How do potential collaborators misunderstand Anna's novel when they propose adaptations? How do these misunderstandings impact Anna?
Anna discusses the possibility of adapting her novel for television or film with a number of collaborators. However, when Anna attends these meetings, her potential collaborators make suggestions that show they are fundamentally missing the point of her novel. For example, they sometimes suggest shifting the setting out of Africa or eliminating the key plot element of a biracial relationship. Many people who read Anna's novel see it as a love story which they can make commercially successful, and they overlook the political critiques Anna was attempting to make. These conversations leave Anna cynical and disillusioned, and they contribute to her writer's block: because she feels her first novel was misunderstood, Anna is hesitant about writing another.
How does the experience of psychoanalysis impact Anna?
Anna undergoes psychoanalytical sessions with a woman named Mrs. Marks, whom she nicknames "Mother Sugar." Mother Sugar forces Anna to confront her emotions and vulnerabilities, and she pays attention to moments when Anna seems to be showing signs of distress. For example, Mother Sugar offers Anna interpretations of her dreams that suggest that Anna is conflicted and potentially unhappy. Anna admits that the experience of going through psychoanalysis puts her in better touch with her emotions; for example, she talks about having learned how to cry.

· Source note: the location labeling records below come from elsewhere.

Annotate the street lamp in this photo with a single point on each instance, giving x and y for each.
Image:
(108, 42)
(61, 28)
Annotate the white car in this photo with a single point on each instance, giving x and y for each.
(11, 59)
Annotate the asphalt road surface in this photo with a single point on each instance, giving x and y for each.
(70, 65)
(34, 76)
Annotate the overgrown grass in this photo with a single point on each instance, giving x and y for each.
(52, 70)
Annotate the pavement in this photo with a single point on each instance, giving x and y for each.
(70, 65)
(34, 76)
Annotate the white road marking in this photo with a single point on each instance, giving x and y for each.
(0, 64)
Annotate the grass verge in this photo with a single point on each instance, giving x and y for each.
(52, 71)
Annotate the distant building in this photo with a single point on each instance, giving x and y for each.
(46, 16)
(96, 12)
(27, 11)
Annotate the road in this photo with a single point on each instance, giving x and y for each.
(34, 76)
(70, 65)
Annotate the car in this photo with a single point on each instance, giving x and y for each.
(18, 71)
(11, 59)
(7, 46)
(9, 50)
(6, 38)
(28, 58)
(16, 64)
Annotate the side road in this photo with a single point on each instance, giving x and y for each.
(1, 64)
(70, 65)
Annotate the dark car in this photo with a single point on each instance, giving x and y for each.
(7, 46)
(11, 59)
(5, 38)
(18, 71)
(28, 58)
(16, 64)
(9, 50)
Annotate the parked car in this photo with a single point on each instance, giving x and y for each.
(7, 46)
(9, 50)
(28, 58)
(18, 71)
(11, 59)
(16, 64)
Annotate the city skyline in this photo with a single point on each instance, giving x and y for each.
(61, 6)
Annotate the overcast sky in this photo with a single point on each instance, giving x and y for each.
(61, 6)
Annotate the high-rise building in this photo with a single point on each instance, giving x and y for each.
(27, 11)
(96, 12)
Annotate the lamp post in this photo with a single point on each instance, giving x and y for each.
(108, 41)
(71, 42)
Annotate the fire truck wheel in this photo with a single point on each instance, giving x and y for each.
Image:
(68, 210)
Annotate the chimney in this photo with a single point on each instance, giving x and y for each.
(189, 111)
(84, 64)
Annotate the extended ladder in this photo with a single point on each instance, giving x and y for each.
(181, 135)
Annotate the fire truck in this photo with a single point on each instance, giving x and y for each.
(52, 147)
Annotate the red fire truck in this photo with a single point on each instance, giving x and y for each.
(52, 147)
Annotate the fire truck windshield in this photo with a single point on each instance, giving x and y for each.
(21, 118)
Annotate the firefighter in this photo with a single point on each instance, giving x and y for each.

However, Anna is not entirely happy with the new vulnerability she experiences, and she would prefer to contain and compartmentalize her feelings.
How is homosexuality portrayed in the novel?
Anna takes a very liberal and progressive view towards some types of sexuality: she sleeps with many different men, many of whom are married. She rents the spare room in her flat to a young man whom she knows to be gay, but, at first, she keeps her distance from him. When Ivor starts helping to care for Anna's young daughter, Anna becomes more uncertain about him, and she reacts with disgust when Ivor moves his lover into the apartment. Anna eventually ends up evicting Ivor from her apartment. She also experiences shame and disgust at the idea that people might think that she and Molly are involved in a lesbian relationship.
In what ways is Anna honest with herself in how she portrays the world? In what ways is she not?
Anna takes pride in being able to see the world honestly and unsentimentally. She is good at noticing people's emotions and observing the ways in which they are deceiving themselves. Anna is also interested in writing frankly about sexuality and bodily functions, even though these topics have traditionally been taboo, especially for women. However, Anna can also sometimes deny what she truly wants and what would make her happy. She ignores the fact that she chooses to pursue relationships with men who are emotionally unavailable, and she is also in denial about the frustration that her inability to write another novel creates.
How do Anna's sexual and romantic relationships complicate the idea of her as a "Free Woman"?
Anna takes pride in the fact that she did not remarry simply to cave to social pressure and provide a father for her child. She seems to value her independence, but it also becomes apparent that she is sometimes lonely. Anna cannot seem to keep away from men, even though she often ends up unhappy and disappointed. Anna also comes to admit that she finds relationships sexually unsatisfying unless there is an emotional dimension. Anna's romantic entanglements and poor judgment about men show that she is not as independent and emotionally detached as she tries to appear.